En su primera carta al emperador Carlos V, el conquistador español se refirió al cacao –que los aztecas usaban no sólo como alimento sino también como moneda- como “una de las cosas más valiosas halladas en el imperio mexicano”. Asimismo, escribió que bastaba una taza de la bebida indígena llamada xocoatl para sostener las fuerzas de un soldado durante todo un día de marcha. Uno de los primeros obsequios que Cortés envió a Carlos V, junto con hermosas esmeraldas de gran tamaño, fue la de semillas de cacao y las instrucciones necesarias para hacer el chocolate.

Poco después, el chocolate, mejorado por religiosos jesuitas, que le quitaron el picante, era a mediados del siglo XVI la bebida preferida por los nobles de la Corte española, que la consideraban energética y fortificante. De España pasó a Francia como obsequio al rey y de allí a la corte austríaca, donde la emperatriz María Teresa la puso de moda. Cuando en 1728 el rey Felipe V vendió a una compañía extranjera el derecho a comerciar el cacao, éste y su producto, el chocolate, comenzó a difundirse por todos los países europeos.
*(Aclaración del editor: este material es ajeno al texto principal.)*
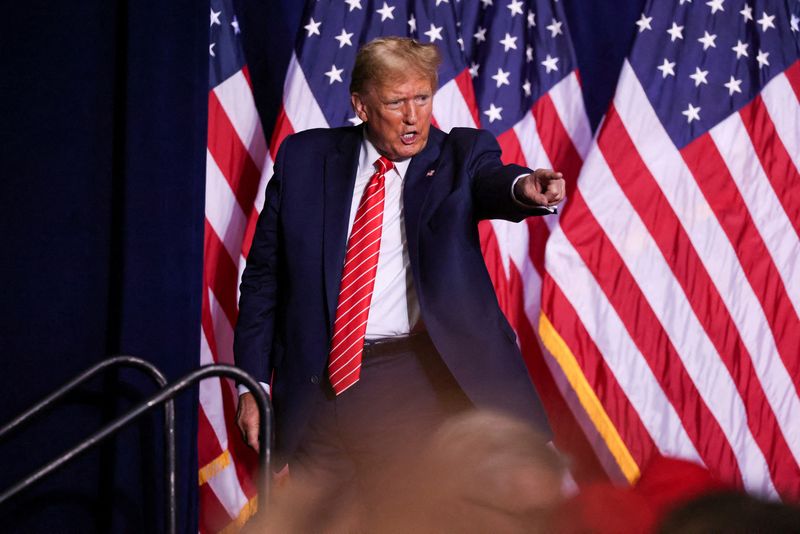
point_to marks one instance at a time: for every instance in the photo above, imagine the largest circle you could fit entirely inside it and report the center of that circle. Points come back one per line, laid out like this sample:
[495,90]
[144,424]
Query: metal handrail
[169,417]
[264,431]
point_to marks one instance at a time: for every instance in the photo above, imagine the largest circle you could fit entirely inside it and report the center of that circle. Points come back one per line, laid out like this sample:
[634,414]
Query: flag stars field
[494,113]
[733,86]
[515,6]
[766,22]
[716,5]
[675,32]
[312,27]
[740,49]
[708,40]
[746,12]
[508,42]
[644,23]
[501,77]
[344,39]
[386,12]
[550,63]
[334,74]
[699,76]
[667,68]
[215,17]
[435,33]
[555,28]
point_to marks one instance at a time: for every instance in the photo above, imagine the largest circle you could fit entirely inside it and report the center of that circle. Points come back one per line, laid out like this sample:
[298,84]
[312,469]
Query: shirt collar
[369,154]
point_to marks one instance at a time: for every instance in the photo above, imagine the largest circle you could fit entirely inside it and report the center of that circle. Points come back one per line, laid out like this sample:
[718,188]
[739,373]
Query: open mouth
[409,138]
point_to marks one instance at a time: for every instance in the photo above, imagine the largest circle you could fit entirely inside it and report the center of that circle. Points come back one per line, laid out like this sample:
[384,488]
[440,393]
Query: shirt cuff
[518,202]
[242,389]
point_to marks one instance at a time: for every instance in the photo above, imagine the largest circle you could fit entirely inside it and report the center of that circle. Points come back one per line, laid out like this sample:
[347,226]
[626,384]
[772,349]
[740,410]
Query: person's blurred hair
[481,472]
[731,513]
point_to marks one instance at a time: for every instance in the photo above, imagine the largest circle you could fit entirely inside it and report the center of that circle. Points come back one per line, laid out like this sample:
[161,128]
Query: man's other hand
[247,419]
[543,187]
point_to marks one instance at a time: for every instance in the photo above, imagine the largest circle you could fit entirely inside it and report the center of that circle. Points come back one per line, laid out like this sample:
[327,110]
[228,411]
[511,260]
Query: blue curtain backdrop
[102,161]
[102,158]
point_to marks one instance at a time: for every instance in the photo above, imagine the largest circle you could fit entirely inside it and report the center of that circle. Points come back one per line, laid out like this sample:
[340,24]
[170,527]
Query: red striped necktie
[358,281]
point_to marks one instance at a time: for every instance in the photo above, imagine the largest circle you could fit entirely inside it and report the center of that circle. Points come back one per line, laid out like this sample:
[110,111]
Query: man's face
[398,115]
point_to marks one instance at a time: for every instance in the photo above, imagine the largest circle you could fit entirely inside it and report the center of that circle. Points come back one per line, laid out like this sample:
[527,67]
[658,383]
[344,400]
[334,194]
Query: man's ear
[358,106]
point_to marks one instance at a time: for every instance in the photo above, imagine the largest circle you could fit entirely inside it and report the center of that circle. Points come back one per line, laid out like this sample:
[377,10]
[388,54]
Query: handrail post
[169,418]
[165,395]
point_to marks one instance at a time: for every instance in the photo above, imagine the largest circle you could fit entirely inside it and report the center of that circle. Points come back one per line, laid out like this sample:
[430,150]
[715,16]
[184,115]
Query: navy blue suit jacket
[290,286]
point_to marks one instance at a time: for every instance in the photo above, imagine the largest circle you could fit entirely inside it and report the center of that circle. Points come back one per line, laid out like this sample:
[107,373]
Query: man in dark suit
[424,336]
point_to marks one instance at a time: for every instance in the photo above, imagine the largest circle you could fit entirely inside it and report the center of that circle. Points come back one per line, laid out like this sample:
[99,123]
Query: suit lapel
[418,182]
[339,179]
A principios del siglo XIX el holandés Van Houten descubrió un método para extraerle al cacao su manteca, sin privarle por ello de su sustancia estimulante, la teobromina, y consiguió elaborar un polvo seco y soluble en el agua, que es el chocolate en polvo que se consume actualmente en grandes cantidades. En Inglaterra nació la idea de disolver el cacao en polvo en leche y después, en varios países europeos, empezaron a producirse varios tipos de chocolate en forma sólida. Tiene merecida fama el chocolate de ese tipo hecho en Suiza y Bélgica. No tanto el producido por esta parte del mundo.
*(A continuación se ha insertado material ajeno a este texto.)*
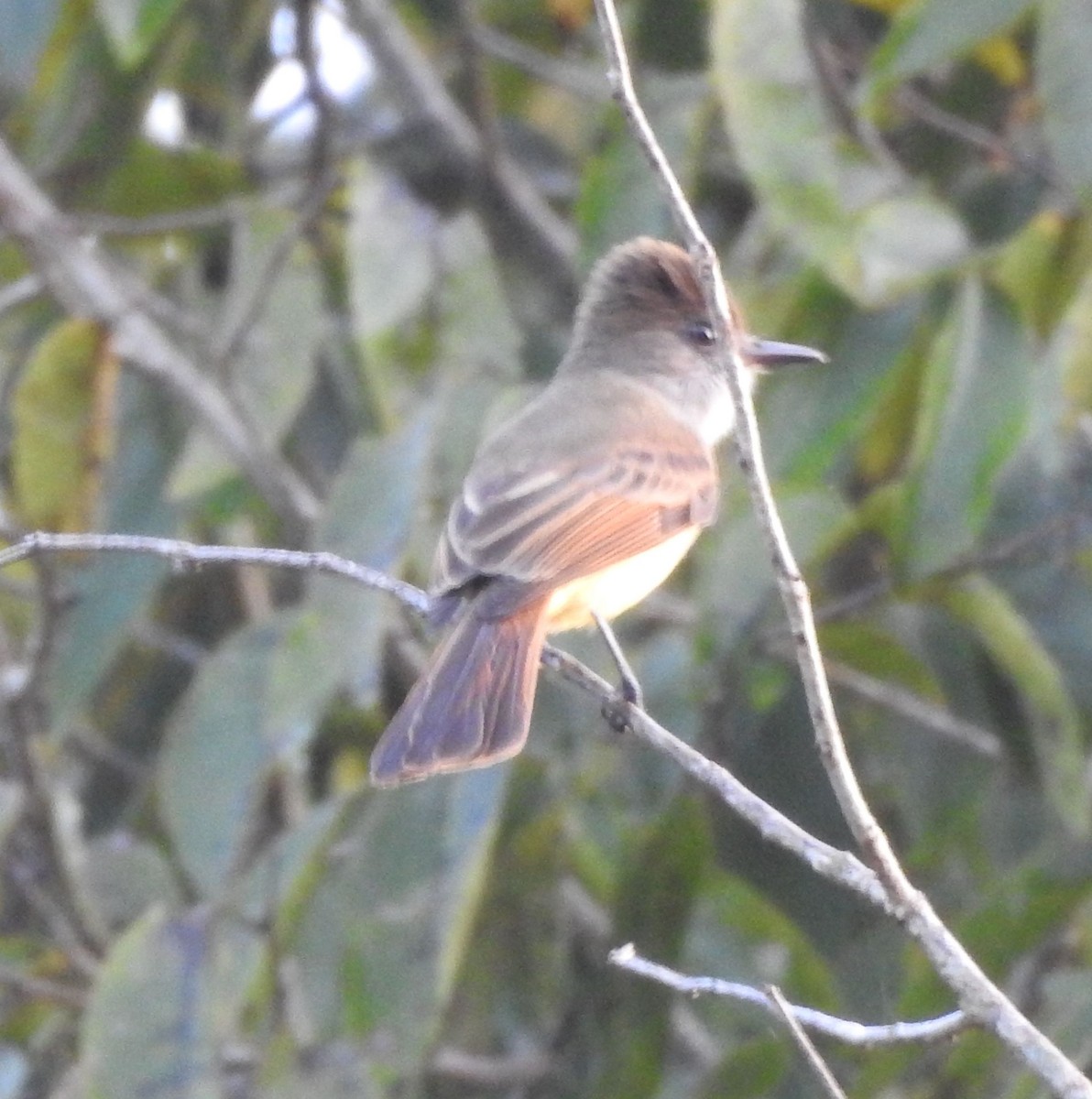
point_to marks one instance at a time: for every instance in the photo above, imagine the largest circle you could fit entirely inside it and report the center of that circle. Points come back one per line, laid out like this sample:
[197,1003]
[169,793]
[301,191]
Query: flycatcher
[583,503]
Actualmente el chocolate, en su versión de bebida caliente ideal para mitigar el rigor del frío invernal, no tiene en el Uruguay la difusión y la preferencia de antes. Pero en los primeros tiempos de Montevideo era inevitable una taza de chocolate caliente bien espeso en los cafés y bares de entonces. Hasta mediados del siglo XX había en Montevideo algunas chocolaterías –una de ellas en Andes y Mercedes, cerca del auditorio del SODRE- donde esa bebida, acompañada con churros, era habitualmente consumida, sobre todo en invierno y a la salida del teatro o el cine. Quizás ahora, gracias a las reiteradas noticias sobre los beneficios para la salud que implica su consumo, se vuelva a poner de moda entre nosotros.